Waspada, cawan murka Allah akan dicurahkan kepada orang-orang yang tetap berperilaku fasik di hadapan- Nya (Why. 16:19). Ini penghukuman atas Babel, kota besar yang menyombongkan diri dan melawan Tuhan hingga mereka menerima penghakiman terakhir.
Kita tidak perlu takut ketika kita melakukan apa yang benar walau tidak ditanggapi bahkan disalahpahami; percayalah bahwa kebenaran akan diungkapkan pada waktunya Tuhan. Kita tidak perlu ngotot membenarkan diri karena pengakuan dan peninggian datangnya dari Tuhan. Yang penting kita harus tetap menjalankan pola hidup benar dan kudus.

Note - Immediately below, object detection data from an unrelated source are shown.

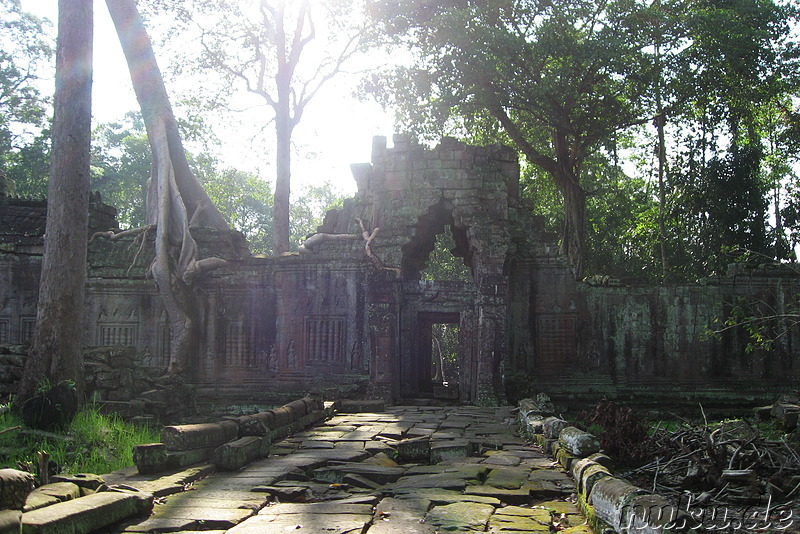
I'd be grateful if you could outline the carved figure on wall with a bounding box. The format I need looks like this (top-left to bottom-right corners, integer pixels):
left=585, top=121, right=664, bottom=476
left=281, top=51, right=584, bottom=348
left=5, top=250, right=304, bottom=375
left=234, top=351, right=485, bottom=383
left=267, top=344, right=278, bottom=373
left=286, top=339, right=297, bottom=369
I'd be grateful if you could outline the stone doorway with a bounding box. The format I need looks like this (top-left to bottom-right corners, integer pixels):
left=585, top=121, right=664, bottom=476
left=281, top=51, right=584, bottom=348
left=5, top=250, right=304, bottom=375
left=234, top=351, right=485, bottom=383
left=416, top=312, right=462, bottom=399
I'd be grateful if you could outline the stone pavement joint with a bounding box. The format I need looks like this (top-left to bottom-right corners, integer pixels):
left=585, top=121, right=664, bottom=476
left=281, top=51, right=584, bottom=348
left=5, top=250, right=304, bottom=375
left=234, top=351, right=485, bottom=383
left=111, top=405, right=592, bottom=534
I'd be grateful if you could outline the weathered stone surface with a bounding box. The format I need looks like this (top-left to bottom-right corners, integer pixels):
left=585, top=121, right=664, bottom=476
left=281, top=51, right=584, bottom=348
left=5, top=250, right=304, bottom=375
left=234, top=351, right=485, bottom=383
left=542, top=417, right=569, bottom=439
left=22, top=491, right=153, bottom=534
left=214, top=436, right=262, bottom=471
left=167, top=447, right=216, bottom=469
left=0, top=469, right=34, bottom=510
left=228, top=514, right=372, bottom=534
left=486, top=468, right=528, bottom=489
left=397, top=436, right=431, bottom=462
left=133, top=443, right=167, bottom=475
left=464, top=485, right=531, bottom=504
left=622, top=495, right=701, bottom=534
left=589, top=477, right=647, bottom=531
left=50, top=473, right=106, bottom=495
left=430, top=439, right=470, bottom=463
left=23, top=482, right=81, bottom=512
left=314, top=463, right=406, bottom=484
left=0, top=510, right=22, bottom=534
left=425, top=503, right=494, bottom=532
left=558, top=426, right=600, bottom=458
left=161, top=421, right=239, bottom=451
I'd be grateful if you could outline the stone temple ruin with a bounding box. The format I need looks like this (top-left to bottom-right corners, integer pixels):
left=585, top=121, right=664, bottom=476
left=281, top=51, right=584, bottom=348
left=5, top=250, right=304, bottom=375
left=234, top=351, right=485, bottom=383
left=0, top=136, right=800, bottom=404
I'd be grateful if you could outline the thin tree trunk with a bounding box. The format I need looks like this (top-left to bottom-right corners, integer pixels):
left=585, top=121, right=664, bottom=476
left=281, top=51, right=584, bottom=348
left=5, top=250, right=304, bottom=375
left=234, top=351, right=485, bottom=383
left=555, top=169, right=586, bottom=279
left=106, top=0, right=228, bottom=374
left=272, top=84, right=292, bottom=255
left=17, top=0, right=93, bottom=401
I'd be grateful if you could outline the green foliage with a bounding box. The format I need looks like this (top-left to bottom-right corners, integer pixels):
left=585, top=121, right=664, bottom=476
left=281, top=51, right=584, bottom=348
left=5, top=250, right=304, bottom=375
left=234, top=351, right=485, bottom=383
left=0, top=406, right=159, bottom=474
left=289, top=181, right=345, bottom=250
left=0, top=0, right=54, bottom=196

Tahukah seharusnya yang meminum cawan murka Allah ialah kita akibat dosa tetapi Yesus menggantikan kita meminumnya sehingga kita terbebas dari hukuman Allah dan menerima hidup kekal? Yesus menanggung segala penghukuman dan mati disalib demi keselamatan kita.
- Allah, Hakim yang adil dan perkasa, menyadarkan kita untuk senantiasa memuliakan Dia (ay. 10-11). “Tetapi aku hendak bersorak-sorak untuk selama-lamanya, aku hendak bermazmur bagi Allah Yakub yang berfirman segala tanduk orang fasik akan Kupatahkan tetapi tanduk-tanduk kekuatan orang benar akan ” (TB2)

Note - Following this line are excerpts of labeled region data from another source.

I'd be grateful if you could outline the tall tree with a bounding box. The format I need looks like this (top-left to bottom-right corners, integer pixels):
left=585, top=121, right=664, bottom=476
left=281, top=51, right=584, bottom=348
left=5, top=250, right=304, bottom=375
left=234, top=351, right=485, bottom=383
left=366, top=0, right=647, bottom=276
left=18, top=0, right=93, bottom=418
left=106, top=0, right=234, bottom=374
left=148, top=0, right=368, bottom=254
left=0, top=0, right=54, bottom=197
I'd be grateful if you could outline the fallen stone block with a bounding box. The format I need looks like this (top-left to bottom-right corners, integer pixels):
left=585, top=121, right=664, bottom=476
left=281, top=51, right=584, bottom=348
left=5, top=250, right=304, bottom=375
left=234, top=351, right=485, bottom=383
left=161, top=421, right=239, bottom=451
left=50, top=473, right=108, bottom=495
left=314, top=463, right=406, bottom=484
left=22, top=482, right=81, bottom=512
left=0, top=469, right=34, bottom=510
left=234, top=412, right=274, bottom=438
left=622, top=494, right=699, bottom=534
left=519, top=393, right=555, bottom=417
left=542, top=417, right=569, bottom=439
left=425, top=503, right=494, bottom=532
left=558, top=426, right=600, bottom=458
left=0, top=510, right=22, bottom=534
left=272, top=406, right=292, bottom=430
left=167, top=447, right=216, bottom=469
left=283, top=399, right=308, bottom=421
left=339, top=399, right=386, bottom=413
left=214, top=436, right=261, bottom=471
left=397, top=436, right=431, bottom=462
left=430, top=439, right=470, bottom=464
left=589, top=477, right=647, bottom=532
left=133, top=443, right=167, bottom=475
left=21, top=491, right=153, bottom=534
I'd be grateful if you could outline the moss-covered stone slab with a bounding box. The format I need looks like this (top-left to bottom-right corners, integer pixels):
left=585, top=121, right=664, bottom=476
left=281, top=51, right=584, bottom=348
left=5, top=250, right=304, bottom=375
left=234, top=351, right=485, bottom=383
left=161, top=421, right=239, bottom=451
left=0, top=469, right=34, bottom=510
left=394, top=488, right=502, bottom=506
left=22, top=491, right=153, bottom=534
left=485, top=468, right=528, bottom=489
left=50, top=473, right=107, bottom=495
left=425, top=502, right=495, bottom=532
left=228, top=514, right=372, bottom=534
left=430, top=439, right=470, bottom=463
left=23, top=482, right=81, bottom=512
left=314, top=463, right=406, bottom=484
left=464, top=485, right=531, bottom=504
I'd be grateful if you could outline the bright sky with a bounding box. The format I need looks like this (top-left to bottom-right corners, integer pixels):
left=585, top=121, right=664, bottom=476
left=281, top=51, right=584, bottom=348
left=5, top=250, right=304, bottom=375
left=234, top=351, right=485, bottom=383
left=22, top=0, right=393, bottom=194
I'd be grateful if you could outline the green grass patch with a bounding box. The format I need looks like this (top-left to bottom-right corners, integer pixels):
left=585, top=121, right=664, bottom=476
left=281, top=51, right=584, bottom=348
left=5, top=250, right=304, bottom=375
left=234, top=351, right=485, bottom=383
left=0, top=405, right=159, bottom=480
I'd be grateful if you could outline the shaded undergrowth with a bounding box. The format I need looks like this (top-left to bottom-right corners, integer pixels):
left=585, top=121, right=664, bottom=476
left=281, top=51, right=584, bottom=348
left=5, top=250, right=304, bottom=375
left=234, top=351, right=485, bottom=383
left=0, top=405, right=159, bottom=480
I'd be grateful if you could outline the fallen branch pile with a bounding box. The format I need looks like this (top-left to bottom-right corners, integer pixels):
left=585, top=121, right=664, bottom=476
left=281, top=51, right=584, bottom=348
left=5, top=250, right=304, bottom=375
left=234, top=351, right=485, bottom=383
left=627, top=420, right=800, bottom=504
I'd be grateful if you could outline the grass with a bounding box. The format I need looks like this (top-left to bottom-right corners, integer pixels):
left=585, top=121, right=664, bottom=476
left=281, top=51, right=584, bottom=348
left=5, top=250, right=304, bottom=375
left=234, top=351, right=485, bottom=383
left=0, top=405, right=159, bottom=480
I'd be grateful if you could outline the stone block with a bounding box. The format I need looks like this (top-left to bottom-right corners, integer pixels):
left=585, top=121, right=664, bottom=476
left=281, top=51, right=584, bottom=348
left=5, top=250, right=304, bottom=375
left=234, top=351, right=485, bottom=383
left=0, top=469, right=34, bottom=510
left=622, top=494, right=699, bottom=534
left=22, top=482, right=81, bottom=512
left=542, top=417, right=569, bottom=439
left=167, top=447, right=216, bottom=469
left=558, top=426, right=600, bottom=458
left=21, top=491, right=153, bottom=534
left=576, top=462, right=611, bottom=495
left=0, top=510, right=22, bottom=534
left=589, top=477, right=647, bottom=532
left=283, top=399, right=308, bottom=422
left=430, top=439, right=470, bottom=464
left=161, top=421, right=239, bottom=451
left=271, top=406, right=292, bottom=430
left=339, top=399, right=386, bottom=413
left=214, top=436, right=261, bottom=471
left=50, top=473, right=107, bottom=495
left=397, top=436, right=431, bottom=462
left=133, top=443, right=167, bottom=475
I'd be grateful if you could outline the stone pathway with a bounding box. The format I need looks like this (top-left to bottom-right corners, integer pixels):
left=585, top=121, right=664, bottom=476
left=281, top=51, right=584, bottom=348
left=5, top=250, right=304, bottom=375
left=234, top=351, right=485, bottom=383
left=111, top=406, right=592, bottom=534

Kali ini Asaf secara pribadi memuji dan bersyukur kepada Tuhan. Bagaimana dengan kita? Sudahkah masing- masing dari kita memuliakan Tuhan dan memiliki pengalaman bersama-Nya sebagai Hakim yang adil dan perkasa? Ingat, kalau kita sungguh-sungguh merendahkan diri di hadapan Tuhan, Ia akan meninggikan kita pada waktunya. Kita dapat direndahkan oleh manusia tetapi Allah, Hakim yang adil dan perkasa, akan menolong kita yang berseru kepada-Nya. Tuhan mau kita mempunyai pengalaman pribadi dengan-Nya seperti dialami oleh Ayub yang mengaku dia memandang Allah dengan matanya sendiri bukan lagi mendengar dari kata orang (Ayb. 42:5). Jadi kekristenan bukanlah soal peraturan atau agama tetapi soal hubungan kita dengan Tuhan Yesus yang hidup.
Apa nasihat Mikha kepada kita dalam tulisannya? “Hai manusia, telah diberitahukan kepadamu apa yang baik. Dan apakah yang dituntut TUHAN dari padamu selain berlaku adil, mencintai kesetiaan dan hidup dengan rendah hati di hadapan Allahmu?” (Mi. 6:8)
Hendaknya kita memuliakan Tuhan bukan sekadar lip service tetapi harus disertai tindakan: berlaku adil, mencintai kesetiaan dan hidup rendah hati di hadapan Allah. Contoh: kita berlaku adil terhadap anak-anak kita yang mempunyai karakter beda-beda, setia dengan pasangan hidup kita, pada institusi dan pekerjaan juga hidup rendah hati tidak mudah tersinggung dan marah ketika ditegur kesalahannya.
Kita boleh dikecewakan oleh ketidakadilan dalam dunia ini tetapi jangan pernah meragukan Tuhan, Hakim yang adil dan perkasa, dalam menjatuhkan keputusan yang tepat dan adil. Ia telah memberikan teladan agar kita dapat berlaku setia, adil dan rendah hati (bnd. Mat. 11:28-29). Oleh sebab itu hendaknya kita senantiasa memuliakan Tuhan baik dalam perkataan maupun perbuatan. Amin.